Bu çalışmada, Kur’an’ın özellikle Medine döneminde muhatap edindiği
Yahudi ve Hıristiyanlar ele alınmaktadır. Kitap ehlinden olduğu kabul edilen bu iki
grupla ilgili âyetlerin nüzûl sebebi, bazı rivâyetler eşliğinde tespit edilmeye
çalışılmıştır. Çalışmanın giriş kısmında Ehl-i Kitap ve sebeb-i nüzûl kavramları
açıklanmış ve bunlarla ilgili değerlendirmeler yapılmıştır. Araştırmanın birinci
bölümünde inanç açısından Kitap ehline eleştiriler yönelten âyetlerin nüzûl sebepleri
üzerinde durulmaktadır. Kur’an’ın yönelttiği bu eleştiriler, Yahudi ve Hıristiyanların
Allah tasavvuru, melek ve peygamber inancı, kutsal kitap anlayışı ve onların âhiret
hayatı hakkındaki fikirlerinde yoğunlaşmaktadır. Yahudi ve Hıristiyanlarla ilgili olup
ibadet bağlamında tasnif edilmesi mümkün olan âyetler, çalışmanın ikinci bölümünde
ele alınmaktadır. Burada Kitap ehli din adamlarının menfi sıfatları, Yahudilerin kıble
hakkındaki yorumları ve Hıristiyanların vaftiz ritüeli gibi ibadetle ilişkisi kurulan
meseleler yer almaktadır. Kur'an, bu meselelere değinmekle beraber onların
yanlışlığına da dikkat çekmektedir. Kur’ân-ı Kerîm’de Kitap ehliyle alakalı olarak
nâzil olan âyetlerin bazısı, Yahudi ve Hıristiyanları ahlakî açıdan değerlendirmektedir.
V
Üçüncü bölümde yapılan bu değerlendirmede onların bazı kötü ahlak ve seciyelere
sahip olduğu ve içlerinden istikamet üzere bulunanların var olduğu ifade edilmektedir.
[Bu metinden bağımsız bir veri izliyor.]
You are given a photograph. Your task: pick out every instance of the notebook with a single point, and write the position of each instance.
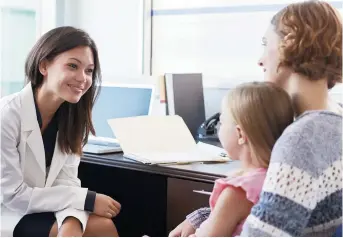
(162, 140)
Ayrıca bu bölümde Yahudi ve Hıristiyanların birbirleriyle mukayesesinden,
Hıristiyanların Yahudilere nispetle Müslümanlara daha yakın oldukları
anlaşılmaktadır. Dördüncü bölümde Yahudi ve Hıristiyanların ictimaî hayatta
sergiledikleri bazı tavır ve davranışlarından bahsedilmektedir. Bu bağlamda Kur’an,
Kitap ehlinin Müslümanlarla olan sosyal ilişkilerine değinerek aralarındaki sosyal
ilişkilere bazı sınırlılıklar getirmektedir. Ayrıca bazı âyetlerde Yahudi ve
Hıristiyanların, müşrik ve münafıklarla ittifak kurdukları ve dostane ilişkiler içerisinde
oldukları belirtilmektedir. Bu ittifak ve ilişkinin temeli ise Kitap ehlinin
Müslümanların aleyhinde faaliyette bulunmak istemelerine dayandırılmaktadır.